Accordingly, the draft Law stipulates that the Government is assigned to adjust the deduction level based on price and income fluctuations to suit practical requirements.
Adjusting according to CPI is reasonable, there needs to be an annual automatic adjustment mechanism
Regarding personal income tax policy, according to Ms. Le Yen - Director of Hanoi Tax Consulting Company (Hanoi Tax), increasing the family deduction to 15.5 million VND/month is timely and in line with the current economic context. This is very necessary for the next 1-3 years, she said.
Assessing the possibility of adjusting the annual automatic family deduction or average income, Ms. Le Yen said that it is necessary to be cautious: The automatic adjustment mechanism is reasonable but must be flexible. If changes continue, it will make it difficult to implement and guide the work".
Sharing the same view, Mr. Nguyen Quang Huy - CEO of the Faculty of Finance - Banking, Nguyen Trai University - assessed the proposal to increase the family deduction level as a reasonable step forward. "In big cities, actual costs for education, healthcare, housing, energy... in urban areas all increased more strongly than CPI due to high core inflation, but the increase of 15.5 million VND has not kept up with this growth rate," Mr.

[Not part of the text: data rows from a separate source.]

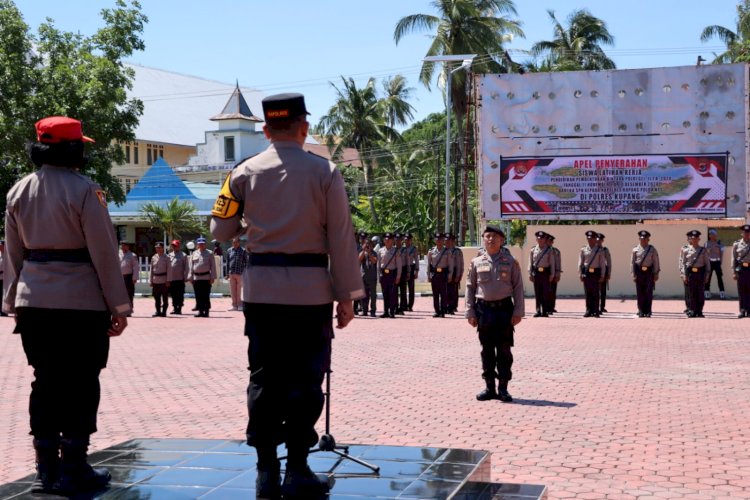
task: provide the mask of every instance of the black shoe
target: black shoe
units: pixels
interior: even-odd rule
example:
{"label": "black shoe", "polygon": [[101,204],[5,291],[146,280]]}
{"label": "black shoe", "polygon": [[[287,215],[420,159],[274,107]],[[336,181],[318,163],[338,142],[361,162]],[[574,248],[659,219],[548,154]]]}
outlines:
{"label": "black shoe", "polygon": [[552,312],[553,312],[553,313],[556,313],[556,312],[557,312],[557,309],[552,309]]}
{"label": "black shoe", "polygon": [[32,493],[50,493],[60,474],[60,440],[34,439],[36,477],[31,483]]}
{"label": "black shoe", "polygon": [[688,311],[688,312],[685,313],[685,316],[687,316],[688,318],[694,318],[695,317],[695,313],[693,313],[693,311]]}
{"label": "black shoe", "polygon": [[511,401],[513,401],[513,396],[510,395],[507,388],[505,389],[501,388],[501,389],[498,389],[497,399],[499,399],[500,401],[504,403],[510,403]]}
{"label": "black shoe", "polygon": [[651,317],[651,313],[646,313],[646,314],[643,315],[643,317],[644,318],[650,318]]}
{"label": "black shoe", "polygon": [[161,313],[159,311],[156,311],[154,314],[151,315],[152,318],[160,318]]}
{"label": "black shoe", "polygon": [[380,317],[381,317],[381,318],[390,318],[390,317],[391,317],[391,315],[390,315],[390,314],[388,314],[388,313],[383,313],[383,314],[381,314],[381,315],[380,315]]}
{"label": "black shoe", "polygon": [[542,313],[539,316],[542,318],[549,318],[549,313]]}
{"label": "black shoe", "polygon": [[61,442],[60,478],[55,483],[56,492],[66,496],[104,489],[112,475],[104,467],[91,467],[86,462],[88,440],[66,439]]}
{"label": "black shoe", "polygon": [[279,468],[261,469],[255,478],[255,498],[279,500],[281,498],[281,474]]}
{"label": "black shoe", "polygon": [[693,315],[693,317],[694,317],[694,318],[705,318],[705,316],[703,315],[703,313],[702,313],[702,312],[699,312],[699,313],[695,313],[695,314]]}
{"label": "black shoe", "polygon": [[2,316],[3,318],[6,317],[7,315],[8,313],[0,311],[0,316]]}
{"label": "black shoe", "polygon": [[605,313],[605,312],[607,312],[607,310],[602,307],[601,310],[599,311],[599,314]]}
{"label": "black shoe", "polygon": [[281,484],[281,492],[285,500],[313,499],[327,493],[328,490],[328,482],[319,478],[309,466],[292,469],[287,464],[284,482]]}
{"label": "black shoe", "polygon": [[202,318],[203,317],[203,313],[199,312],[198,314],[193,314],[193,317]]}
{"label": "black shoe", "polygon": [[646,315],[645,315],[645,314],[643,314],[643,313],[642,313],[641,311],[638,311],[638,317],[639,317],[639,318],[643,318],[644,316],[646,316]]}
{"label": "black shoe", "polygon": [[439,318],[440,317],[440,313],[435,313],[435,314],[432,315],[432,317],[433,318]]}
{"label": "black shoe", "polygon": [[406,310],[407,310],[407,311],[409,311],[409,312],[412,312],[412,311],[413,311],[414,309],[413,309],[413,308],[411,308],[411,307],[407,307],[407,309],[406,309]]}
{"label": "black shoe", "polygon": [[541,317],[542,317],[542,313],[540,313],[540,312],[535,312],[535,313],[534,313],[534,317],[535,317],[535,318],[541,318]]}
{"label": "black shoe", "polygon": [[583,317],[584,317],[584,318],[590,318],[590,317],[591,317],[591,313],[590,313],[590,312],[588,312],[588,311],[586,311],[586,312],[585,312],[585,313],[583,314]]}
{"label": "black shoe", "polygon": [[399,309],[398,311],[396,311],[396,314],[400,314],[401,316],[404,316],[404,310]]}
{"label": "black shoe", "polygon": [[743,312],[739,313],[739,314],[737,315],[737,317],[738,317],[738,318],[744,318],[744,317],[745,317],[745,312],[743,311]]}
{"label": "black shoe", "polygon": [[169,314],[177,314],[177,310],[176,309],[172,309],[171,311],[169,311]]}
{"label": "black shoe", "polygon": [[493,399],[497,399],[497,393],[495,389],[489,387],[477,394],[477,401],[491,401]]}
{"label": "black shoe", "polygon": [[376,313],[375,313],[375,311],[371,312],[371,313],[370,313],[370,316],[372,316],[372,317],[374,318],[374,317],[376,316]]}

Huy commented.
Mr. Huy emphasized the need to link the adjustment of the deduction level with the consumer price index (CPI) and national trungential income, while allowing annual automatic adjustments, instead of waiting for the law to be amended.
Dr. Nguyen Ngoc Tu - Lecturer at Hanoi University of Business and Technology - also said that the regulation on family deduction based on the consumer price index (CPI) with an adjustment threshold when the CPI increases above 20% does not fully reflect the standard of living of workers.
"The CPI includes more than 700 items, while workers often only consume some essential groups of goods such as food, food, electricity, water. Therefore, adjusting the family deduction level needs to consider this factor to ensure it is suitable for practice" - Dr. Nguyen Ngoc Tu assessed.